For immunohistochemistry sections were blocked in 10% normal goat serum (NGS) and 1% bovine serum albumin (BSA) in PBS. Antibodies were diluted in 1% NGS/1%BSA in PBS: anti-mouse β-catenin (1:50; Transduction Laboratories, San Diego, CA). Antibody detection was carried out using HRP conjugated secondary antibodies (1:200; Vector labs) and DAB (Vector Labs). All immunohistochemical staining was imaged using an Olympus microscope and CellP Olympus software.

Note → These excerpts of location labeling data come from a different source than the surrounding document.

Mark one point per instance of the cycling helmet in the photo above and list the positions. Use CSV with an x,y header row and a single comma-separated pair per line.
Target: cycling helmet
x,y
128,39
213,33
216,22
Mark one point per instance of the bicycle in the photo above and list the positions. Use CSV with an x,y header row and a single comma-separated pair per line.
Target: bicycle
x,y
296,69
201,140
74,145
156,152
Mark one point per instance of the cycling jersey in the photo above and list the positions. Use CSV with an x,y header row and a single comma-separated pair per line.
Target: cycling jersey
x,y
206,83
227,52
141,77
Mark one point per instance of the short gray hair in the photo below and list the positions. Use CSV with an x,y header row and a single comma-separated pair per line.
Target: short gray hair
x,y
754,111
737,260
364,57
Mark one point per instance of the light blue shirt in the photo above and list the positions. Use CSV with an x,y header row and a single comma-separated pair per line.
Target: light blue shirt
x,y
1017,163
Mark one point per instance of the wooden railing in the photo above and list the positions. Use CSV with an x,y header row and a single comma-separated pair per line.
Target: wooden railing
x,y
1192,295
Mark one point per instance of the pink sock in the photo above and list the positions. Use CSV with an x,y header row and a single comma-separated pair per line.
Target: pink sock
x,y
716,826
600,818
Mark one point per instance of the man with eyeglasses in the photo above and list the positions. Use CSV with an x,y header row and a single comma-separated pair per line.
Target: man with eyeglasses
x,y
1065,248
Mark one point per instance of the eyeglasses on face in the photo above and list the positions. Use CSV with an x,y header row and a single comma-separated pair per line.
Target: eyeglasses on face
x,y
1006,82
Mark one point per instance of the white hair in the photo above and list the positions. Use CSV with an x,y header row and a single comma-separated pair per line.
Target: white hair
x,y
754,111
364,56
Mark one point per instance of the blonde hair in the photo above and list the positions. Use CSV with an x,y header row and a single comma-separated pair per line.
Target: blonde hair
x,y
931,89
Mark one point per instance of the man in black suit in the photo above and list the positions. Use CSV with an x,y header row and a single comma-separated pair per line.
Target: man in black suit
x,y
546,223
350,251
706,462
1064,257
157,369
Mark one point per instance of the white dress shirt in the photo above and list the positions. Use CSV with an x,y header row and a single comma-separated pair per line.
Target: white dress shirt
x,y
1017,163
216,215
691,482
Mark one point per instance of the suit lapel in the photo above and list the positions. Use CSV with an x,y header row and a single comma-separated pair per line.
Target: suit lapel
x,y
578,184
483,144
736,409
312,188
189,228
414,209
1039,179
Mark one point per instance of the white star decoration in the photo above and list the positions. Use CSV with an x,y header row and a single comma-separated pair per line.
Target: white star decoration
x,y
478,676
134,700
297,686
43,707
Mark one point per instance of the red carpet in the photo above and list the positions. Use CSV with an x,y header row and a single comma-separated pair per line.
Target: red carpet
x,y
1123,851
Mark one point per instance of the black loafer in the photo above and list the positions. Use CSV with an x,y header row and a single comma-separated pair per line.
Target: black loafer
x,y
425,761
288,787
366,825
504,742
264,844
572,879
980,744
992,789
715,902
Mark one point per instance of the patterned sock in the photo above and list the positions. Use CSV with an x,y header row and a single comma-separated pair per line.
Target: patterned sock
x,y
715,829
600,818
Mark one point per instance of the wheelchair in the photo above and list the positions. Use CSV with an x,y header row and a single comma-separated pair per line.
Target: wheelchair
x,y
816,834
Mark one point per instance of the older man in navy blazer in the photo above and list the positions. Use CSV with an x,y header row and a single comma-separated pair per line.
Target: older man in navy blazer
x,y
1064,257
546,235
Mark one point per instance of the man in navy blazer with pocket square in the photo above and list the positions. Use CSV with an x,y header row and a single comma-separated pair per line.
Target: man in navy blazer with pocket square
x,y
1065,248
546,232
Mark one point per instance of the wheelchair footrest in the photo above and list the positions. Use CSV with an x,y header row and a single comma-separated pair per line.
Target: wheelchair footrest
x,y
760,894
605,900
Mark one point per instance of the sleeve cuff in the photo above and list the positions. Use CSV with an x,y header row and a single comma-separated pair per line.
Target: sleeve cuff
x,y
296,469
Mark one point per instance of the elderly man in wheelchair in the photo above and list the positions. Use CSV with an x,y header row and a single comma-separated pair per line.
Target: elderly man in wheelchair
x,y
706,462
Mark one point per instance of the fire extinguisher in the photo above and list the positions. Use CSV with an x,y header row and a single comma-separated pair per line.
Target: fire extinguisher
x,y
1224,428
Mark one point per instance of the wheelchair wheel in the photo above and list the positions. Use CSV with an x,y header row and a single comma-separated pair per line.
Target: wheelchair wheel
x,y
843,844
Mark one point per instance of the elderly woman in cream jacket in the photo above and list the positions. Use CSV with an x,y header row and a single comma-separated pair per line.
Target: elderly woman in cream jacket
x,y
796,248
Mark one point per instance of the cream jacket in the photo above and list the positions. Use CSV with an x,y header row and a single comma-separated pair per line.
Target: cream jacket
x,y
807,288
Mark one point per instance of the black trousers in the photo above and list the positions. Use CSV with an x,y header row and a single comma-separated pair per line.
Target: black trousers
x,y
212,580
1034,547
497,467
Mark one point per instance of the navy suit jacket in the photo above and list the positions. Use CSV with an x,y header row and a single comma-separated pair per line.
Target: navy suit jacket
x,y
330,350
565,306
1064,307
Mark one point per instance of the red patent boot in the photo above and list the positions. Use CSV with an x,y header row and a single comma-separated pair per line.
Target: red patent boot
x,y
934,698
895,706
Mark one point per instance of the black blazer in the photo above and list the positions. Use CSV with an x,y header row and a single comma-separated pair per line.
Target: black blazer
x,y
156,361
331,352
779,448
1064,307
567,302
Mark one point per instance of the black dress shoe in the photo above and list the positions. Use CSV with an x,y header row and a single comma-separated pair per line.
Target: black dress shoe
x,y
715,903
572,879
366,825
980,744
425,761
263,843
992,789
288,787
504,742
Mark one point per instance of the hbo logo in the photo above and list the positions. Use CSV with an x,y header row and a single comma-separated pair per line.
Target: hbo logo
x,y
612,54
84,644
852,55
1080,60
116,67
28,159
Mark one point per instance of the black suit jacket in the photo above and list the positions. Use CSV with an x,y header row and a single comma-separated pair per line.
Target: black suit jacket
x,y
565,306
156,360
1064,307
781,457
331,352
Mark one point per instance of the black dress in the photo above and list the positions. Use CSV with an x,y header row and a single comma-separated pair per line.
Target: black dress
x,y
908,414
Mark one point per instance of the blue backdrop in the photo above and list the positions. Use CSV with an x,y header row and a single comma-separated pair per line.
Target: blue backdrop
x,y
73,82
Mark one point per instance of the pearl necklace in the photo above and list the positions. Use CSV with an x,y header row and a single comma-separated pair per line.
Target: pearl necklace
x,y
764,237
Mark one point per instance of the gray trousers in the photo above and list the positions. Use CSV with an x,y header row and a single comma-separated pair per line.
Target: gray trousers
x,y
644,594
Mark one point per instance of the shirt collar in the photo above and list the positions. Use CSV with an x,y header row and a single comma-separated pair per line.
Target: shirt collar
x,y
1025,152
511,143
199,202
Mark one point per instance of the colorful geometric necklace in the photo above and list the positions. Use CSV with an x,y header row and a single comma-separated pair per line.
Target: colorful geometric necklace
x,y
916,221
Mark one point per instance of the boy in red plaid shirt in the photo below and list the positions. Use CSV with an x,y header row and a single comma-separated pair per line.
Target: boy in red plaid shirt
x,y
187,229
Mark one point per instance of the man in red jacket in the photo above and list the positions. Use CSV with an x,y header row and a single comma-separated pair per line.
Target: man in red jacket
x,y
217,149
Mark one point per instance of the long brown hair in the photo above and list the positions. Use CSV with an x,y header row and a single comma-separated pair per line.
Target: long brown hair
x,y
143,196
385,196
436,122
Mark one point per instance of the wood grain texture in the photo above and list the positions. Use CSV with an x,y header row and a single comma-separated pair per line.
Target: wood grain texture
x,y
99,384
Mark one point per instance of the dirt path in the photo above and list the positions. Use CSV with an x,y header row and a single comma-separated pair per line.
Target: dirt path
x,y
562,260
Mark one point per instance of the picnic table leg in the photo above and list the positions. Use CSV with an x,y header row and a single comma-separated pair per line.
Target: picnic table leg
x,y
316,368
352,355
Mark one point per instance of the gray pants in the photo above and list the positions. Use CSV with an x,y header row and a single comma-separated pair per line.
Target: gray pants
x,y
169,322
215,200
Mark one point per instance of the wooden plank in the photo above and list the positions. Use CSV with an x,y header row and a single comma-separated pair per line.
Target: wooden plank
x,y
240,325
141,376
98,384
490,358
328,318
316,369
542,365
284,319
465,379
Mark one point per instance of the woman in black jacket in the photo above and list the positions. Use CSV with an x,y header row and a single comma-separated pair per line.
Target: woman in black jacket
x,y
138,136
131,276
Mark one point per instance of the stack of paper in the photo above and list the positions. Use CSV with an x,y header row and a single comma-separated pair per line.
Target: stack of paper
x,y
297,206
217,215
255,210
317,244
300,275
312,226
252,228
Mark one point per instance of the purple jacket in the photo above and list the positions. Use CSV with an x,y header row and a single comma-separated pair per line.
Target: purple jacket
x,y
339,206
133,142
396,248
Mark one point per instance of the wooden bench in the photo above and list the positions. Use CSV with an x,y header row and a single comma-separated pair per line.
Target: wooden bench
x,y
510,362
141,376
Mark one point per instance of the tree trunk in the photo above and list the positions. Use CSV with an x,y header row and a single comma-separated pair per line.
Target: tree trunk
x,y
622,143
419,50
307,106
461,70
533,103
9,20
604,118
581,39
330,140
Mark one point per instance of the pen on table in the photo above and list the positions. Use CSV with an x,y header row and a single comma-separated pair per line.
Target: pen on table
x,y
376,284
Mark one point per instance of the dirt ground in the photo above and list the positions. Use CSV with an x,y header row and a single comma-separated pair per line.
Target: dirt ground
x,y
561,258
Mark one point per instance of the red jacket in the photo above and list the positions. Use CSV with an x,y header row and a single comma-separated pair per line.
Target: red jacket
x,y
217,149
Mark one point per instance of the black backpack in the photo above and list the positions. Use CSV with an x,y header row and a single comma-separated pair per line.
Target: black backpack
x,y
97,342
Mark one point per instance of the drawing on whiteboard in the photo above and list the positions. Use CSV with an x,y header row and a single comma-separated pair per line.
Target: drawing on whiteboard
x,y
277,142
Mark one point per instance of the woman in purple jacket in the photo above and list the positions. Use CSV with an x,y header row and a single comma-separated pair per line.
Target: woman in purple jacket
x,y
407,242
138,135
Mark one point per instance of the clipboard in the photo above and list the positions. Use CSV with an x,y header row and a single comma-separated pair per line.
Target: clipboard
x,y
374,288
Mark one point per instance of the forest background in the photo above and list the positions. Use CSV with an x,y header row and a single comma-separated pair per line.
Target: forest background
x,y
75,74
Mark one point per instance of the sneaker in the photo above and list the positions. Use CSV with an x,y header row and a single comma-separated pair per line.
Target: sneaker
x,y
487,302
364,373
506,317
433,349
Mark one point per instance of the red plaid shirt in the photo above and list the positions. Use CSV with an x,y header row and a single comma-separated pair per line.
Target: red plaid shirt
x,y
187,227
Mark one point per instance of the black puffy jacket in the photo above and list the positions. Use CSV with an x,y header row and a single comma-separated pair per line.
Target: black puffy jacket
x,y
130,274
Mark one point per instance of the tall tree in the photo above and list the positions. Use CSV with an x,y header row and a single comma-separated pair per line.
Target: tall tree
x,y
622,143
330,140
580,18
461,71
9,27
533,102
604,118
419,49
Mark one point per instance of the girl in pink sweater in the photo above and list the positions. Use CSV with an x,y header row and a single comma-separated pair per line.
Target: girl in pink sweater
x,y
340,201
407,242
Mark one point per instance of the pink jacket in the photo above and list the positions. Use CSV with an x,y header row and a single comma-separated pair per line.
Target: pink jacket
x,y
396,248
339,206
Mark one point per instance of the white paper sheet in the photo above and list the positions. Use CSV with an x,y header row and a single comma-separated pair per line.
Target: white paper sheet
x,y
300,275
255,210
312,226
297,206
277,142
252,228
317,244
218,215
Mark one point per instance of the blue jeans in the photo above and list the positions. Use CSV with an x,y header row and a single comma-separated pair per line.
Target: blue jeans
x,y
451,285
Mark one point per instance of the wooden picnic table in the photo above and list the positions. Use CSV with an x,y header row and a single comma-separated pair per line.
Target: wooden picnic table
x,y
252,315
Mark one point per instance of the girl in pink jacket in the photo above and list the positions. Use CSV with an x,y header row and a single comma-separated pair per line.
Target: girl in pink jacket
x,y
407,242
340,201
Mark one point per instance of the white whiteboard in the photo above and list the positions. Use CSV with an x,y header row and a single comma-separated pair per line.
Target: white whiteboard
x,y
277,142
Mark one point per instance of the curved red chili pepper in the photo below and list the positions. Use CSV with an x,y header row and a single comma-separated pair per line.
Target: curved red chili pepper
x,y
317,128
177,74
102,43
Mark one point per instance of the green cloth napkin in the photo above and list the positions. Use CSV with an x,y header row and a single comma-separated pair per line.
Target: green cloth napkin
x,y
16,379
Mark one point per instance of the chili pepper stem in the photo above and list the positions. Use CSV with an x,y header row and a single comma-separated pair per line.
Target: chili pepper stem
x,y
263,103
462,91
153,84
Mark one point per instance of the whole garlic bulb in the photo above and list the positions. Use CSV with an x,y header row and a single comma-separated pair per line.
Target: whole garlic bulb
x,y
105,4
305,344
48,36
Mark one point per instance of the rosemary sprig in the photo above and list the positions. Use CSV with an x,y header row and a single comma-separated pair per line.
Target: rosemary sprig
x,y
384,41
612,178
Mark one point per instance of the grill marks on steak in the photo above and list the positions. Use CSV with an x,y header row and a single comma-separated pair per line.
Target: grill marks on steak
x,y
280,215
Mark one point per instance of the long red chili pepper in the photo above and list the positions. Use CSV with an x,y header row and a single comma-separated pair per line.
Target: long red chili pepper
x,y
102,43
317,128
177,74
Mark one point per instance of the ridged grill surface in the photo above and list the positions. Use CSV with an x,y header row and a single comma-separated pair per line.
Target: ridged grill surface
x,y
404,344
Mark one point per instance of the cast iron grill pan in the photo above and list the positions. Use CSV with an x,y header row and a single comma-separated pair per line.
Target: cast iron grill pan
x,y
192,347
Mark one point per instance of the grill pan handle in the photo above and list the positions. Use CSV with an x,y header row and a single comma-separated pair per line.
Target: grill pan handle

For immunofluorescent staining with CPSI and GS sections were blocked in 5% BSA/PBS. Antibodies were diluted in 1% BSA/PBS CPSI (1:200, a generous gift from Wouter Lamers), GS (1:500, Transduction Labs), anti-mouse Alexa 488 (1:1000, Molecular Probes, Invitrogen) and anti-rabbit Alexa 594 (1:500, Molecular Probes, Invitrogen). Fluorescent staining was imaged using a Zeiss LSM Meta confocal microscope and LSM software.

Burke Z.D., Reed K.R., Yeh S.W., Meniel V., Sansom O.J., Clarke A.R, & Tosh D. (2018). Spatiotemporal regulation of liver development by the Wnt/β-catenin pathway. Scientific Reports, 8, 2735.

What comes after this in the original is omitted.